Pour les enfants, et si le climat familial était sain, le confinement a même parfois été positif. J’ai constaté que des enfants autistes ou hyperactifs que je suivais se sentaient mieux durant cette période, notamment parce que l’école était pour eux une grande source d’angoisse. On a aussi noté une plus grande disponibilité des parents pour leurs enfants : ils faisaient les devoirs, jouaient à des jeux de société…
Ce constat est beaucoup plus nuancé pour les jeunes adultes. On répète qu’il faut protéger les plus fragiles, mais encore faut-il savoir qui ils sont. Nous n’avons pas encore de données chiffrées sur la situation après septembre 2020, mais les retours cliniques sont clairs : sur le plan psychique, les plus fragiles sont les 16–25 ans.
Les étudiants et les jeunes actifs sont confrontés à un marché du travail saturé, qui ne leur offre aucune perspective.
Pourquoi spécifiquement les 16–25 ans ?
Parce qu’ils sont les plus exposés ! Les enfants continuent d’aller à l’école, de recevoir le soutien de leurs parents. Au contraire, les étudiants et les jeunes actifs sont confrontés à un marché du travail saturé, qui ne leur offre aucune perspective, et ils sont en plus privés de la vie sociale et sexuelle absolument nécessaire à la construction de leur identité à cet âge. Et ça, personne ne le dit ! La sexualité des jeunes n’est pas un paramètre négligeable, c’est un facteur déstructurant, parfois à l’origine de l’apparition de troubles du comportement alimentaire et de tentatives de suicide.
Le problème principal pour cette tranche d’âge, c’est l’absence totale de reconnaissance de leurs sacrifices. Le confinement était une situation extrêmement brutale sur le plan psychique, et il était destiné à protéger un segment très particulier de la population : les personnes très âgées. Et personne ne l’a avoué, personne n’a remercié les jeunes d’avoir joué le jeu alors que le Covid-19 n’est pas vraiment dangereux pour eux, et que leurs conditions de vie (et de confinement) sont nettement inférieures à celles des retraités. Le gouvernement n’a pas fait de geste, en leur ouvrant par exemple l’accès au RSA.
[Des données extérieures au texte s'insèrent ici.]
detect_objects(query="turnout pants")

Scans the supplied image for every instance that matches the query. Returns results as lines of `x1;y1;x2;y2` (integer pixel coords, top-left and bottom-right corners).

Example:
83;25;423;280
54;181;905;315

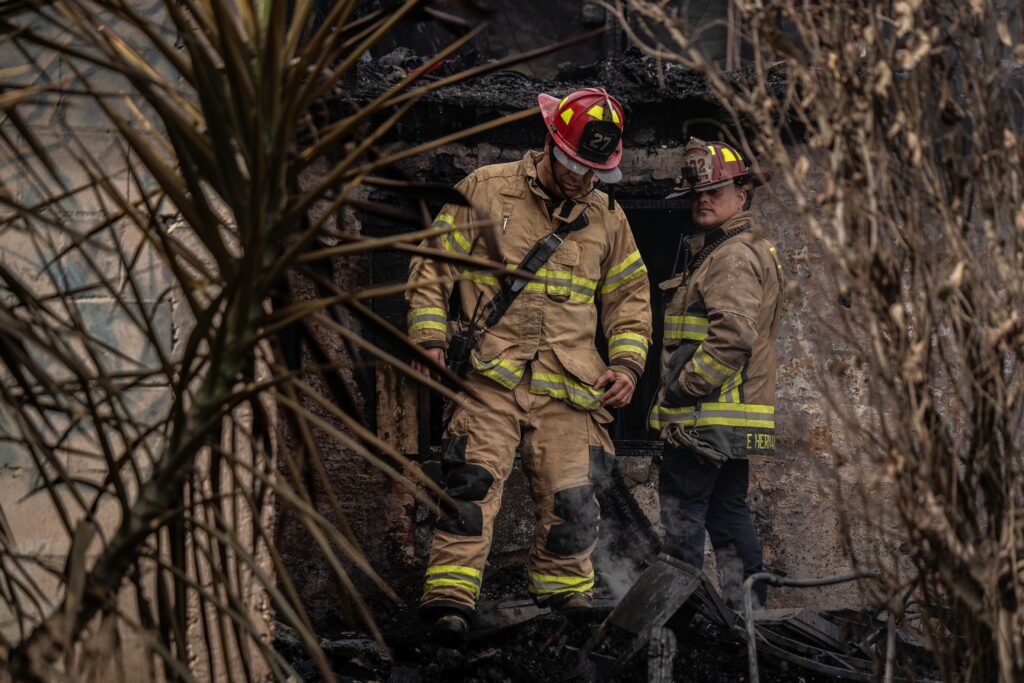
658;446;767;607
421;372;612;613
Au contraire, ils sont constamment réprimandés dans les médias. On leur reproche de faire la fête, de prendre des risques… Il y a donc une double-peine flagrante. Contrairement à ce que l’on déclare souvent, je ne pense pas qu’il y ait un « bashing » des personnes âgées : on les protège bien plus que les jeunes.
Vous craignez donc que cette situation n’alimente un conflit intergénérationnel ?
Les tensions générationnelles sont des invariants anthropologiques, mais la situation actuelle est particulièrement délétère. Dans mon métier de psychiatre, la moitié du travail c’est d’arriver à nommer les problèmes : en refusant de reconnaître les efforts des jeunes – et en les culpabilisant – on alimente un ressentiment qui est inquiétant, et qui vient s’ajouter aux questions de réchauffement climatique, dont on sous-estime le poids dans l’esprit des jeunes. Une enquête du Monde 3 a ainsi révélé que 56 % des sondés craignent un conflit de générations, et que 81 % estiment que « les jeunes et les étudiants sont les plus mal pris en compte dans les décisions gouvernementales ». Il serait peut-être temps de faire un geste pour les remercier.